Let three positive numbers a, b c are in geometric progression, such that a, `b+8`, c are in arithmetic progression and `a, b+8, c+64` are in geometric progression. If the arithmetic mean of a, b, c is k, then `(3)/(13)k` is equal to

To solve the problem, we need to find the value of \( \frac{3}{13}k \) where \( k \) is the arithmetic mean of three positive numbers \( a, b, c \) that meet specific conditions. Let's break down the solution step by step. ### Step 1: Understanding the Conditions We know that: 1. \( a, b, c \) are in geometric progression (GP). 2. \( a, b + 8, c \) are in arithmetic progression (AP). 3. \( a, b + 8, c + 64 \) are in geometric progression (GP). ### Step 2: Expressing the GP Condition Since \( a, b, c \) are in GP, we can express this condition as: \[ b^2 = ac \quad \text{(1)} \] ### Step 3: Expressing the AP Condition For the numbers \( a, b + 8, c \) to be in AP, we have: \[ 2(b + 8) = a + c \quad \text{(2)} \] ### Step 4: Expressing the Second GP Condition For the numbers \( a, b + 8, c + 64 \) to be in GP, we have: \[ (b + 8)^2 = a(c + 64) \quad \text{(3)} \] ### Step 5: Substituting and Simplifying From equation (1), we know \( ac = b^2 \).

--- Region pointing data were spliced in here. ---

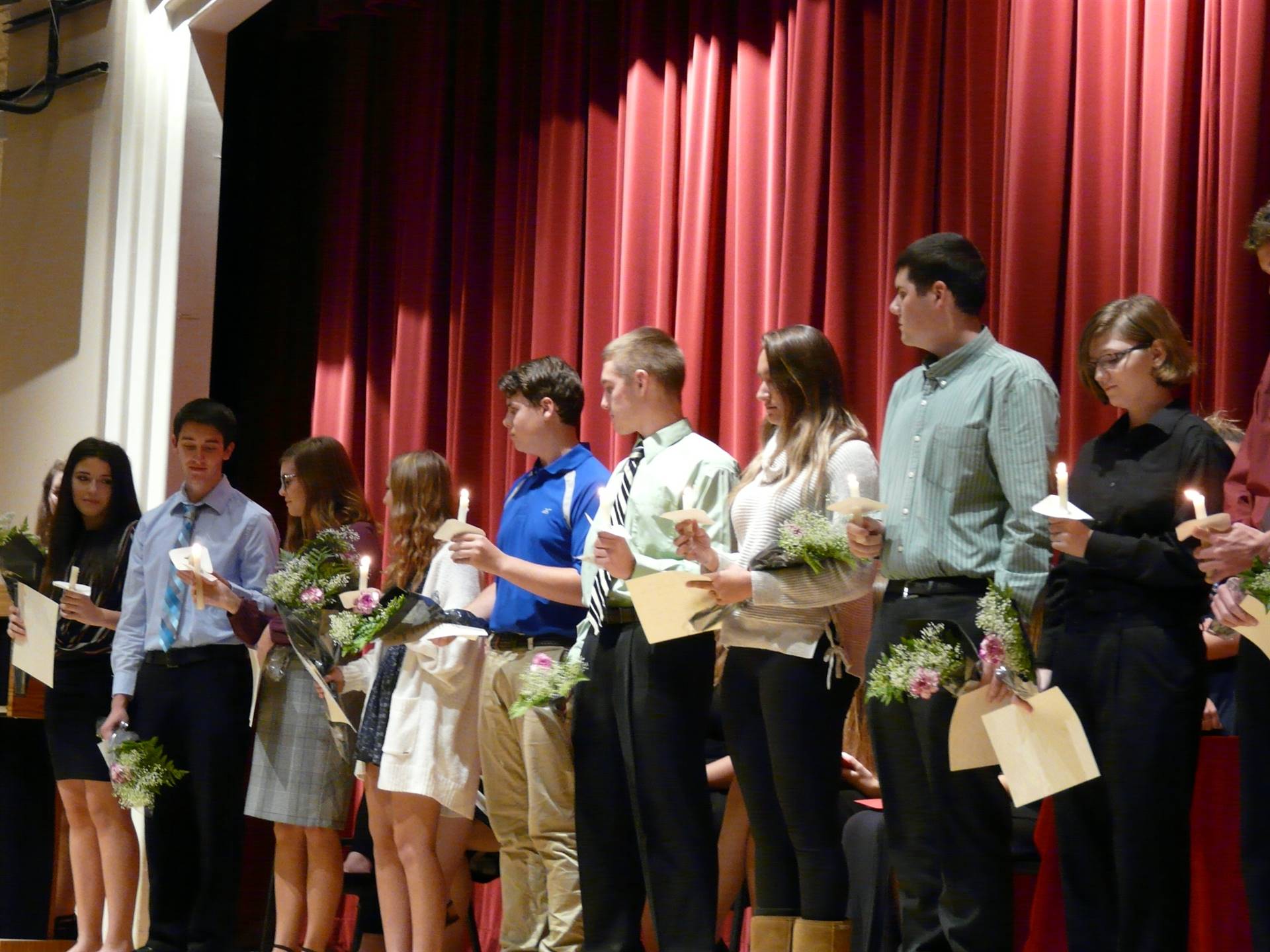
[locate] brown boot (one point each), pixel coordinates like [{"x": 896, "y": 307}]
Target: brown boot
[
  {"x": 771, "y": 933},
  {"x": 817, "y": 936}
]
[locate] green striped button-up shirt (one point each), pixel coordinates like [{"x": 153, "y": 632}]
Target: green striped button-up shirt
[{"x": 964, "y": 457}]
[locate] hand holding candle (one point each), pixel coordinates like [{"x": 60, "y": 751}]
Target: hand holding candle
[{"x": 1197, "y": 498}]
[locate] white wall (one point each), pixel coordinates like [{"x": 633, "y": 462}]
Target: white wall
[{"x": 108, "y": 206}]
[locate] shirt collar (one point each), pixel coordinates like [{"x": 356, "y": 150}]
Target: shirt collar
[
  {"x": 215, "y": 500},
  {"x": 570, "y": 460},
  {"x": 666, "y": 437},
  {"x": 944, "y": 367},
  {"x": 1165, "y": 419}
]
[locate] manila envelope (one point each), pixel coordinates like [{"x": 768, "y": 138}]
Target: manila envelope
[
  {"x": 969, "y": 746},
  {"x": 1043, "y": 752},
  {"x": 666, "y": 604}
]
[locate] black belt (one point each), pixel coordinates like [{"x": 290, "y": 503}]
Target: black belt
[
  {"x": 620, "y": 615},
  {"x": 181, "y": 656},
  {"x": 948, "y": 586},
  {"x": 515, "y": 641}
]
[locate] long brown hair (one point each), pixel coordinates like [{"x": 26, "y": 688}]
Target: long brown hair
[
  {"x": 804, "y": 370},
  {"x": 422, "y": 499},
  {"x": 333, "y": 495}
]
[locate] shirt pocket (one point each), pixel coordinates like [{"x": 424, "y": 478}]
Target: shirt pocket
[{"x": 954, "y": 455}]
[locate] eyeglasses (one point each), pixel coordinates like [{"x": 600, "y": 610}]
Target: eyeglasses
[{"x": 1109, "y": 362}]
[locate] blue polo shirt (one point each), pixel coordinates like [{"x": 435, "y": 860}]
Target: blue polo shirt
[{"x": 545, "y": 522}]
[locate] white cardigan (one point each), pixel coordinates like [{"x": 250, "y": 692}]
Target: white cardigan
[{"x": 429, "y": 746}]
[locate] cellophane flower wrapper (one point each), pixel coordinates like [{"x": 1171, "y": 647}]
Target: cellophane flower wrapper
[
  {"x": 548, "y": 682},
  {"x": 139, "y": 770}
]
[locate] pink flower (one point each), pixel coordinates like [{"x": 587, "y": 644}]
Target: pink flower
[
  {"x": 992, "y": 653},
  {"x": 925, "y": 683},
  {"x": 367, "y": 602}
]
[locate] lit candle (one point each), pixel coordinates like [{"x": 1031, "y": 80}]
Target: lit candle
[
  {"x": 196, "y": 565},
  {"x": 603, "y": 516},
  {"x": 1197, "y": 498}
]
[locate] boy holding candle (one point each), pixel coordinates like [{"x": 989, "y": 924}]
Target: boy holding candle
[
  {"x": 964, "y": 457},
  {"x": 640, "y": 721},
  {"x": 192, "y": 681},
  {"x": 534, "y": 608}
]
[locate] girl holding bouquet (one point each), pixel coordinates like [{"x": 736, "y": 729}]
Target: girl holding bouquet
[
  {"x": 784, "y": 699},
  {"x": 418, "y": 734},
  {"x": 1122, "y": 634},
  {"x": 302, "y": 777},
  {"x": 91, "y": 528}
]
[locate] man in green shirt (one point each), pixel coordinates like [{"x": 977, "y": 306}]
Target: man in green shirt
[
  {"x": 639, "y": 729},
  {"x": 964, "y": 457}
]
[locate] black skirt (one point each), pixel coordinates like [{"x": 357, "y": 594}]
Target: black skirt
[{"x": 73, "y": 709}]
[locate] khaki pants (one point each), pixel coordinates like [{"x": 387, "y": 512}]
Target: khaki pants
[{"x": 527, "y": 766}]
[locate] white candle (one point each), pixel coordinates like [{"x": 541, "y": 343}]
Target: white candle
[
  {"x": 690, "y": 498},
  {"x": 603, "y": 516},
  {"x": 1197, "y": 498}
]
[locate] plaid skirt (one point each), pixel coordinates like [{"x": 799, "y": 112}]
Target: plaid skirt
[{"x": 300, "y": 775}]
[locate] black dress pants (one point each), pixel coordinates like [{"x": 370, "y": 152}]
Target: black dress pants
[
  {"x": 948, "y": 832},
  {"x": 1124, "y": 838},
  {"x": 1253, "y": 715},
  {"x": 643, "y": 808},
  {"x": 784, "y": 731},
  {"x": 194, "y": 837}
]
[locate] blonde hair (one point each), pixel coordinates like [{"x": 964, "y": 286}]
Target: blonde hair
[
  {"x": 652, "y": 350},
  {"x": 804, "y": 370},
  {"x": 422, "y": 499},
  {"x": 1141, "y": 320}
]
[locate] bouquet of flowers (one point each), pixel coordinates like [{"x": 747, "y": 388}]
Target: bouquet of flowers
[
  {"x": 139, "y": 770},
  {"x": 807, "y": 539},
  {"x": 22, "y": 556},
  {"x": 308, "y": 586},
  {"x": 546, "y": 682},
  {"x": 1003, "y": 648},
  {"x": 919, "y": 666}
]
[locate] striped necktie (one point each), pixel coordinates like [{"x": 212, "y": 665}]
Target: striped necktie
[
  {"x": 603, "y": 583},
  {"x": 175, "y": 594}
]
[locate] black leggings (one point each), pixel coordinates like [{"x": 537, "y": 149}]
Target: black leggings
[{"x": 784, "y": 731}]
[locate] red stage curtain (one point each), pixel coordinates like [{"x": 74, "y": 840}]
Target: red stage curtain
[{"x": 511, "y": 179}]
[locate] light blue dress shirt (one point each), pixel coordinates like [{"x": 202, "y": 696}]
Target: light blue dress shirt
[{"x": 243, "y": 543}]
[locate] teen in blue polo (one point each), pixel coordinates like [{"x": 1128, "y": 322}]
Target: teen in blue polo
[{"x": 535, "y": 607}]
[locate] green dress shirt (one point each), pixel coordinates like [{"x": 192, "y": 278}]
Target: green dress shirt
[
  {"x": 675, "y": 457},
  {"x": 964, "y": 457}
]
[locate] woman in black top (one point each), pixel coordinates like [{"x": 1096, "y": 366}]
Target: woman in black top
[
  {"x": 1122, "y": 635},
  {"x": 92, "y": 528}
]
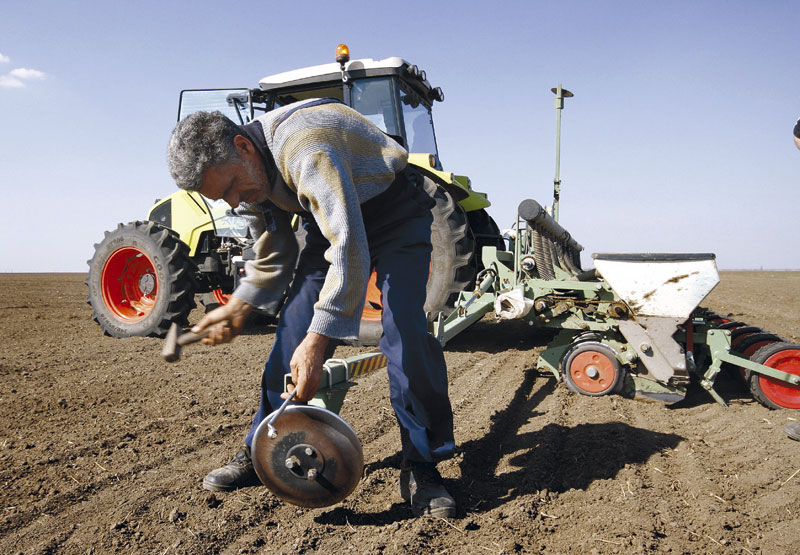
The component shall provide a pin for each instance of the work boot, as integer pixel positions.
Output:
(422, 485)
(239, 473)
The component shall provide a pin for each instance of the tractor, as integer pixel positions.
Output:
(146, 274)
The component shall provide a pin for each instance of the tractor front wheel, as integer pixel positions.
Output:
(141, 279)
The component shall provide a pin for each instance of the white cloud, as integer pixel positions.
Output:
(8, 82)
(15, 79)
(25, 73)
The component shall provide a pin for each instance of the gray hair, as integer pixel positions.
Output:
(200, 141)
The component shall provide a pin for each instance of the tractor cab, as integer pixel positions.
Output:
(392, 93)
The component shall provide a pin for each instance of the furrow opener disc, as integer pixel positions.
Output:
(316, 460)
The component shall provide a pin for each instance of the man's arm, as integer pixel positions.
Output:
(335, 159)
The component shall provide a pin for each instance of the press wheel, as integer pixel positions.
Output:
(315, 460)
(771, 392)
(591, 368)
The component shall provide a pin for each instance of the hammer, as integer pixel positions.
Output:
(175, 340)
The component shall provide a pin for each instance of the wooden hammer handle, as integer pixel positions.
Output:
(191, 337)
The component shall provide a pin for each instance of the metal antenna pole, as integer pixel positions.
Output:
(558, 104)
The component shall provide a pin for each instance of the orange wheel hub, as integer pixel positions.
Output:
(593, 371)
(129, 284)
(779, 392)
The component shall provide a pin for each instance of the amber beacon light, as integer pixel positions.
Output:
(342, 54)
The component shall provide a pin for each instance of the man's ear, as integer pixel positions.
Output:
(243, 146)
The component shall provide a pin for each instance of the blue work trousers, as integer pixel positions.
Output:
(398, 226)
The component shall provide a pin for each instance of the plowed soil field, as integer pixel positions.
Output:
(104, 446)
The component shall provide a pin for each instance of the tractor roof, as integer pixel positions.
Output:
(366, 67)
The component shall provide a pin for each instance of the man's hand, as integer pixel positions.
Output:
(224, 323)
(306, 366)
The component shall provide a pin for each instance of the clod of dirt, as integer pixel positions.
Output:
(175, 515)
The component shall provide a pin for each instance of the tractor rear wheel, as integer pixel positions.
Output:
(591, 368)
(450, 272)
(141, 279)
(771, 392)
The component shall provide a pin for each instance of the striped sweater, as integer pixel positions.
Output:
(329, 160)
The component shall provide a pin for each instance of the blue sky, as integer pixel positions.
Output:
(678, 138)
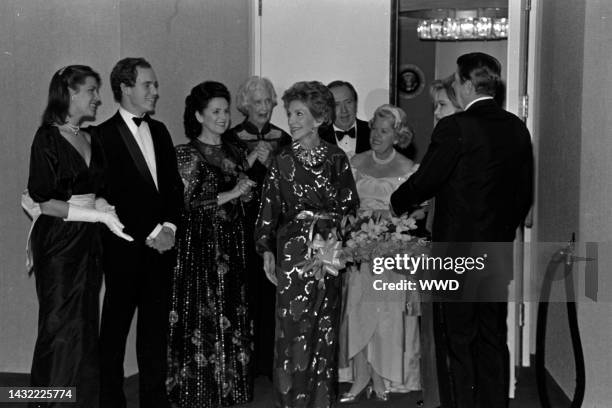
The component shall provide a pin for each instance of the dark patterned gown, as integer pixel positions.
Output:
(261, 291)
(210, 341)
(303, 186)
(67, 268)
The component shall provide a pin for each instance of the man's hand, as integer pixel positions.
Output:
(163, 241)
(270, 267)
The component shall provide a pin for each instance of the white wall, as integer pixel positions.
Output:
(325, 40)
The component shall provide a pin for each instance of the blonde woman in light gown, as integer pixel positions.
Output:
(383, 335)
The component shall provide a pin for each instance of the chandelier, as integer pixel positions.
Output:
(462, 25)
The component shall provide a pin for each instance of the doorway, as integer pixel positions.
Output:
(428, 60)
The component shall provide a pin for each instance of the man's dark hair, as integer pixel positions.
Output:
(483, 70)
(125, 72)
(338, 83)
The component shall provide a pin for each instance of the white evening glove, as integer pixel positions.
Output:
(102, 205)
(77, 213)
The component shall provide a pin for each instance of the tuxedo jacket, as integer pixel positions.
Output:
(479, 167)
(363, 135)
(130, 186)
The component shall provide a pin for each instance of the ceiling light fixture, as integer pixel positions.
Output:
(461, 25)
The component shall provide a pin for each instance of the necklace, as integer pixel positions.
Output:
(74, 129)
(383, 161)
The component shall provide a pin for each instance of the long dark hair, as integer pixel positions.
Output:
(197, 101)
(69, 77)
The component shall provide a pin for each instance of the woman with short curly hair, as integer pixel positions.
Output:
(382, 345)
(256, 100)
(309, 189)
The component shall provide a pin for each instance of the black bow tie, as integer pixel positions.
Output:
(138, 121)
(341, 133)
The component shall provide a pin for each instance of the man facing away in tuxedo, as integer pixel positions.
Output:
(479, 168)
(145, 187)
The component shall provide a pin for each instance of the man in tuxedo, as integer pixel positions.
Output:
(479, 168)
(144, 186)
(349, 133)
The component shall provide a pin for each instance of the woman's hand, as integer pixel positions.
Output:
(110, 219)
(243, 186)
(263, 152)
(270, 267)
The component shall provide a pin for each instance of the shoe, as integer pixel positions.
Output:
(382, 397)
(348, 398)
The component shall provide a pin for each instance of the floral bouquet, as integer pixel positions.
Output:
(325, 256)
(374, 234)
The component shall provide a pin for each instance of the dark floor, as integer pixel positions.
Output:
(526, 393)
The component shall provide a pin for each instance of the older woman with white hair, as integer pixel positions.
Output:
(256, 100)
(383, 343)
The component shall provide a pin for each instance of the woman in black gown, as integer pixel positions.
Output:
(210, 342)
(309, 187)
(66, 177)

We can substitute \( ac \) in equation (3): \[ (b + 8)^2 = b^2 + 64a \quad \text{(substituting \( ac \) from (1))} \] Expanding the left side: \[ b^2 + 16b + 64 = b^2 + 64a \] Cancelling \( b^2 \) from both sides: \[ 16b + 64 = 64a \quad \text{(4)} \] ### Step 6: Using Equation (2) and (4) From equation (2): \[ 2b + 16 = a + c \quad \text{(5)} \] Now, we can express \( c \) in terms of \( a \) and \( b \): \[ c = 2b + 16 - a \quad \text{(6)} \] ### Step 7: Substitute \( c \) in Equation (1) Substituting \( c \) from (6) into (1): \[ b^2 = a(2b + 16 - a) \] Expanding this: \[ b^2 = 2ab + 16a - a^2 \] Rearranging gives: \[ a^2 - (2b + 16)a + b^2 = 0 \quad \text{(7)} \] ### Step 8: Solving for \( a \) Using the quadratic formula on equation (7): \[ a = \frac{(2b + 16) \pm \sqrt{(2b + 16)^2 - 4b^2}}{2} \] Calculating the discriminant: \[ (2b + 16)^2 - 4b^2 = 4b^2 + 64b + 256 - 4b^2 = 64b + 256 \] Thus: \[ a = \frac{(2b + 16) \pm \sqrt{64(b + 4)}}{2} \] This simplifies to: \[ a = b + 8 \pm 4\sqrt{b + 4} \] ### Step 9: Finding \( b \) Using equation (4): \[ 16b + 64 = 64a \] Substituting \( a \): \[ 16b + 64 = 64(b + 8 \pm 4\sqrt{b + 4}) \] This can be solved for \( b \). ### Step 10: Finding \( k \) Once we find \( a, b, c \), we can calculate the arithmetic mean \( k \): \[ k = \frac{a + b + c}{3} \] ### Step 11: Calculate \( \frac{3}{13}k \) Finally, substitute the value of \( k \) into \( \frac{3}{13}k \) to find the answer.